General Ainslie looked uncomfortable.
“Do you remember that Chinese funeral we saw at Pekin, George?” his wife continued. “Do you remember the widows in covered cages dragging along behind the corpse—and the big fellow with the prod walking behind each cage? And whenever the widows stopped howling, don’t you remember how those prods were worked until the response from inside was satisfactory?”
“Yes, but—really, I must say, Abbie——”
“Well, George—poverty is the prod. No wonder they mourn Wentworth.”

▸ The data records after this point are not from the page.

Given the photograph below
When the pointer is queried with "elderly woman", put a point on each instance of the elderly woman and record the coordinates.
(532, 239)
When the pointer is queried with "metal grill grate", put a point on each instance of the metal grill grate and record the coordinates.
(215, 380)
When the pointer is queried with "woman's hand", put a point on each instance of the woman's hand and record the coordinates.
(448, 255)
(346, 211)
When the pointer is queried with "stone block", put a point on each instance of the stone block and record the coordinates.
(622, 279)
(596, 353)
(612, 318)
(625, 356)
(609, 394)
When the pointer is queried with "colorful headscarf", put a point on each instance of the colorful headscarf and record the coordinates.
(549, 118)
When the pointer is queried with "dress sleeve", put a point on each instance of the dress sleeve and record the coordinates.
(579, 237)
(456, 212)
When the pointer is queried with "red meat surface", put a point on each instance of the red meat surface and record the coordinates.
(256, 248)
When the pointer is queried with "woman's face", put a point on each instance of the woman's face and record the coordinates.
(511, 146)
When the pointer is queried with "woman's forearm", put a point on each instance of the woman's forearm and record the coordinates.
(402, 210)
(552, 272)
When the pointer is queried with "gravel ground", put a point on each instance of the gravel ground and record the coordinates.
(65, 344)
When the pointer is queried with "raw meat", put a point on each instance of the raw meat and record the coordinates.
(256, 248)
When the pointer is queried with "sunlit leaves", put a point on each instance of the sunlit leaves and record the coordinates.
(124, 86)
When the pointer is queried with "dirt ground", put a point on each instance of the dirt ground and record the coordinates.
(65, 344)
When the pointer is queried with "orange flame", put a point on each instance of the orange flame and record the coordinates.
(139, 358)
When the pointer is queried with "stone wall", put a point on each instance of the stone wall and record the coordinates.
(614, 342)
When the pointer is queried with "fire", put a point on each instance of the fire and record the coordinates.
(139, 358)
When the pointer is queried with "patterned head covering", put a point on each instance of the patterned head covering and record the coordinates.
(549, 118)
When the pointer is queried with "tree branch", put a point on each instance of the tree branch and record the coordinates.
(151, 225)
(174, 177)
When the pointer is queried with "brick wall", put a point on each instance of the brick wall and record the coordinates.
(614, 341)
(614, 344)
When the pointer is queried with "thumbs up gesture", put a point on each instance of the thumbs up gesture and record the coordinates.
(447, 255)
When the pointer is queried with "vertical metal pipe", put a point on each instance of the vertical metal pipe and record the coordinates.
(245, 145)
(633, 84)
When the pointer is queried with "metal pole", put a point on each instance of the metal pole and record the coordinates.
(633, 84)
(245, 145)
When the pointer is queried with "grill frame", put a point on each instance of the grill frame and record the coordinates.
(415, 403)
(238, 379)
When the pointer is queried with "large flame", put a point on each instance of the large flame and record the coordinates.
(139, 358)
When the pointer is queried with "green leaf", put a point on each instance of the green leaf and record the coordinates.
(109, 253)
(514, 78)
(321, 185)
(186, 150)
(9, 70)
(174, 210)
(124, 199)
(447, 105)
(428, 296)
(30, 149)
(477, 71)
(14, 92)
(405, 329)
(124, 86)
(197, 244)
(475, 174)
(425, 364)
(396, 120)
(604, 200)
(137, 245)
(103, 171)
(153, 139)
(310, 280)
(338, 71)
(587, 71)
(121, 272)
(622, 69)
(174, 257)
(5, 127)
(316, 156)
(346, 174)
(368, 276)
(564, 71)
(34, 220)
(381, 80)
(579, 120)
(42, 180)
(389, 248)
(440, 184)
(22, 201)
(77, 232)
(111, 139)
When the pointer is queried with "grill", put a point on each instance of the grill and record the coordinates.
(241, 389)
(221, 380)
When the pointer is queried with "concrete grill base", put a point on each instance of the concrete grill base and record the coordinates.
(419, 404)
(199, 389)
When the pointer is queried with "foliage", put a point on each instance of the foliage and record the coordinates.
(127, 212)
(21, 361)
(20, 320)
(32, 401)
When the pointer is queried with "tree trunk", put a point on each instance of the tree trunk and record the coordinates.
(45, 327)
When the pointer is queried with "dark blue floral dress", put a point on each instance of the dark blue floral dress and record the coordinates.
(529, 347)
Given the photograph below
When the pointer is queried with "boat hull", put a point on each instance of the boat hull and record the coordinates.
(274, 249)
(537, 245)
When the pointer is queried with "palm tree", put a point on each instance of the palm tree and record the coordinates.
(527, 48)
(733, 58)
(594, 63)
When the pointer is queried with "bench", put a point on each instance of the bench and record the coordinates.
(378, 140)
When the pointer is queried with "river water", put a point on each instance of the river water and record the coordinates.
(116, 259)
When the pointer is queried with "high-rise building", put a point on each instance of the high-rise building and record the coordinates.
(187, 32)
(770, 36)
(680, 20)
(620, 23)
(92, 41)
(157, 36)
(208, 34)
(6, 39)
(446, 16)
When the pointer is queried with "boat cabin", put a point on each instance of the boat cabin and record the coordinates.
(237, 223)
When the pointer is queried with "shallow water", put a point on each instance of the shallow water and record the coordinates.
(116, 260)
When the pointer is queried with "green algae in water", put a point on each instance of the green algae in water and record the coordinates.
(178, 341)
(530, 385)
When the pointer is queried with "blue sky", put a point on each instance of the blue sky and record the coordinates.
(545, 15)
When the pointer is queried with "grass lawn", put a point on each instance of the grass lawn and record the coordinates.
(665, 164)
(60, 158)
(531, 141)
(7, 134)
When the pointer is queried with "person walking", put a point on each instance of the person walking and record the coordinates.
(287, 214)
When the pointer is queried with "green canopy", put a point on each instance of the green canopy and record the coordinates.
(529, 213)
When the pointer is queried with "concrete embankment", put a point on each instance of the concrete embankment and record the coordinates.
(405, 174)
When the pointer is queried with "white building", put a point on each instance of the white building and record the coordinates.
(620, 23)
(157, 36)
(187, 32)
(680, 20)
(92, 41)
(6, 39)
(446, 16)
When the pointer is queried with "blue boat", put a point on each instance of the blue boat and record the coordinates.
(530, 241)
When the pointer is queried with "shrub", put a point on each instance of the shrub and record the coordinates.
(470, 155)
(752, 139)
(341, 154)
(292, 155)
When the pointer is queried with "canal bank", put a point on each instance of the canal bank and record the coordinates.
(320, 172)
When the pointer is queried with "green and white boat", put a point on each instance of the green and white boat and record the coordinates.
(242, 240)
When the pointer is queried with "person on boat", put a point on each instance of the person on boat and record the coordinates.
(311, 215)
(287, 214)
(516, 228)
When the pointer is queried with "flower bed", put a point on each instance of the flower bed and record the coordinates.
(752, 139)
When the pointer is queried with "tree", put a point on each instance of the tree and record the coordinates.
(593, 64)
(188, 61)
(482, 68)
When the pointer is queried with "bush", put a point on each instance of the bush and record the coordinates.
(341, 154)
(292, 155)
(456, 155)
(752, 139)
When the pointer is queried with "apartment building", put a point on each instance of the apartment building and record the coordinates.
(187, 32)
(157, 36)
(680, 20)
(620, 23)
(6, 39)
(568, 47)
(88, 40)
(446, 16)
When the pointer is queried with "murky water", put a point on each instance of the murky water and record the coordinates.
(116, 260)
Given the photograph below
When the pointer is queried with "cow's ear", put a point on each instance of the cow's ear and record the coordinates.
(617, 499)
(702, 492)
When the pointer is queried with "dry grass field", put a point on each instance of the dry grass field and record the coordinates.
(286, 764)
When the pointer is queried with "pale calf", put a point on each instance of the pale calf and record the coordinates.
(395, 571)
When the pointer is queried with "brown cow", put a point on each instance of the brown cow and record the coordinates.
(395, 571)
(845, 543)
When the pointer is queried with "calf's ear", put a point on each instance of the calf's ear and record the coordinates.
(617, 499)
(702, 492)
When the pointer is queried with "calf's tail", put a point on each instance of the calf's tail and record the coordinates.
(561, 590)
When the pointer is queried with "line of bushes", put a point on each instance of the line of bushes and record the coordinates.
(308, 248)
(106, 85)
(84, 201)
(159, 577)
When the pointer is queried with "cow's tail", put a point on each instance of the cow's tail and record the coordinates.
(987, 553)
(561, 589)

General Ainslie looked foolish. “I guess I won’t confess,” he said to himself, “that it was this afternoon I told the Bromfields they had only five hundred a year and the house in Stoughton. It would encourage her in her cynicism.”
CHAPTER II.
THE DESERT ISLAND.
THREE months later—August, September, and October, the months of Stoughton’s glory—gave Emily Bromfield a minute acquaintance with all that lay within her new horizon. She was as familiar with Stoughton as Crusoe with his island—and was in a Crusoe-like state of depression. She thought she had found the lowest despond of which human nature is capable on the day she saw the top of the Washington monument disappear, saw the last of the city of her enjoyments and her hopes. But now she dropped to a still lower depth—that depth in which the heart becomes a source of physical discomfort, the appetite fails, the brain sinks into a stupor and the health begins to decline.
“Don’t be so blue, Emmy,” Mrs. Ainslie had said at the station as they were leaving Washington. “Nothing is as bad as it seems in advance. Even Stoughton will have its consolations—though I must confess I can’t think what they could be at this distance.”
But the proverb was wrong and Stoughton as a reality was worse than Stoughton as a foreboding.
At first Emily was occupied in arranging their new home—creeper-clad, broad of veranda and viewing a long sloping lawn where the sun and the moon traced the shadows of century-old trees. She began to think that Stoughton was not so bad after all. The “best people” had called and had made a good impression. Her mother had for the moment lifted herself out of peevish and tearful grief, and had ceased giving double weight to her daughter’s oppressive thoughts by speaking them. But illusion and delusion departed with the departing sense of novelty.